LENS 23

Energy Landscape

"What resists change — and what would lower the barrier?"

ADOPTION BARRIERS — ACTIVATION ENERGY CHART (higher bar = harder to cross)

Panda+WiFi safety path (power)

~15 W: GPU ~10 W + WiFi radios ~3–5 W (both ends)

SLAM setup

6+ dedicated sessions, 3 running services, Docker

WiFi reliability

uncontrollable — cliff edge at 100ms

hardware cost

$500–800 for full stack

embedding extraction

llama-server blocker — separate SigLIP needed

trust building

Mom must witness ~20 successful runs

semantic map annotation

requires SLAM first + labeling pipeline

voice query integration

Pipecat already wired — 1–2 new tool calls

Hailo-8 safety path (power)

~2 W on-robot, 430 FPS YOLOv8n — 7× less than WiFi path

multi-query pipeline

one-line dispatch in _run_loop() — 90% P(success)

Beast ambient workloads (marginal W)

0 W marginal — always-on idle (~40–60 W) is sunk cost

coral = high barrier (systemic, environmental) | amber = medium barrier (effort, cost, dependency) | green = low barrier (code-change only)
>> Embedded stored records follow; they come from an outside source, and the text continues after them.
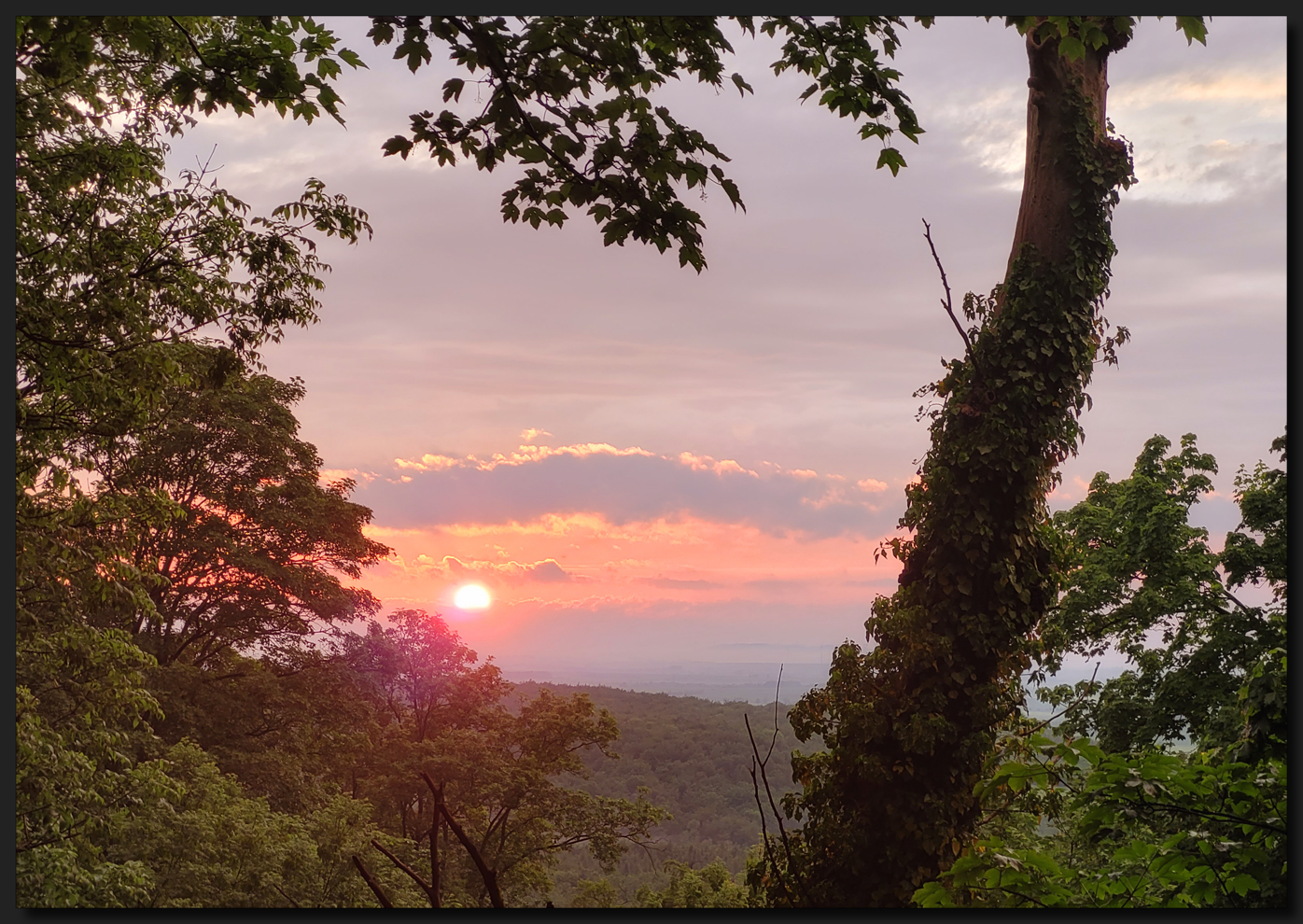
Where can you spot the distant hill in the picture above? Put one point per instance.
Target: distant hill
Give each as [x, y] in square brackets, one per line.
[694, 757]
[722, 681]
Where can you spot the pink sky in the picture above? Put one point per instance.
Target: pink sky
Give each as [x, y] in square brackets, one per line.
[640, 463]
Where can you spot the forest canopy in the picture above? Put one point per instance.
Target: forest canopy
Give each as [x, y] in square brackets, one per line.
[210, 710]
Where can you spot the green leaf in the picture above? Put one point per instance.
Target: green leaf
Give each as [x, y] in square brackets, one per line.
[891, 158]
[1072, 49]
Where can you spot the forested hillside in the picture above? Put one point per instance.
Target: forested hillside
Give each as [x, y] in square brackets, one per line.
[213, 712]
[694, 759]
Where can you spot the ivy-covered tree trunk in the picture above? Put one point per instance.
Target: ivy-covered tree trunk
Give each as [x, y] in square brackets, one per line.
[910, 723]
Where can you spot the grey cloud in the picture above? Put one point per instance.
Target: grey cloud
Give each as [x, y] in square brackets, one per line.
[624, 489]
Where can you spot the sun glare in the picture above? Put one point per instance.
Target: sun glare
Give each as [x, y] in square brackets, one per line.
[472, 597]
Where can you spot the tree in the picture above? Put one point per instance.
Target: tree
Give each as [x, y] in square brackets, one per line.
[254, 550]
[114, 266]
[1134, 822]
[447, 749]
[910, 723]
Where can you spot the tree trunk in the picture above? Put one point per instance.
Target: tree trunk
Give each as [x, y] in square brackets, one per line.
[911, 723]
[1045, 211]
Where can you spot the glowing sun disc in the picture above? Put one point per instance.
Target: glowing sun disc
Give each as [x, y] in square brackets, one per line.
[472, 597]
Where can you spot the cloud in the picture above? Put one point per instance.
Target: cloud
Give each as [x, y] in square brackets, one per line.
[329, 476]
[537, 483]
[506, 574]
[677, 584]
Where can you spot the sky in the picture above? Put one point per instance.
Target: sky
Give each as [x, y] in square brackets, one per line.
[640, 463]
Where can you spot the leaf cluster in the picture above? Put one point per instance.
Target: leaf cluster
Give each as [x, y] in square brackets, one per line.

The dominant feature of this energy landscape is the gap between the lowest bar and the highest bar. Multi-query pipeline — a cycle_count % N dispatch inside NavController._run_loop() — sits at 15% activation energy. SLAM deployment sits at 85%. Both are described in the same research document as "Phase 2a" and "Phase 1" respectively. But they are not remotely comparable undertakings. One is an afternoon. The other consumed six dedicated debugging sessions, three running services (rf2o, EKF, slam_toolbox), a Docker container, a patched Zenoh RMW, and still exhibits residual queue drops due to a hardcoded C++ constant in the slam_toolbox codebase. The research document describes both under the same architectural heading without signaling the 6× difference in activation energy. That asymmetry is the key finding of this lens.

The "good enough" competitor is not Roomba. It is the existing VLM-only pipeline that Annie already has. The current system — camera at 54 Hz, Panda E2B, four commands LEFT/RIGHT/FORWARD/BACKWARD — is already deployed, already working, and already exceeds Tesla FSD's perception frame rate. The activation energy question for every Phase 2 capability is not "what does it take to beat Roomba?" but "what does it take to beat what Annie already has?" Roomba costs $300 and avoids obstacles without any intelligence. Annie already navigates to named goals. The incumbent is herself, and she is surprisingly capable.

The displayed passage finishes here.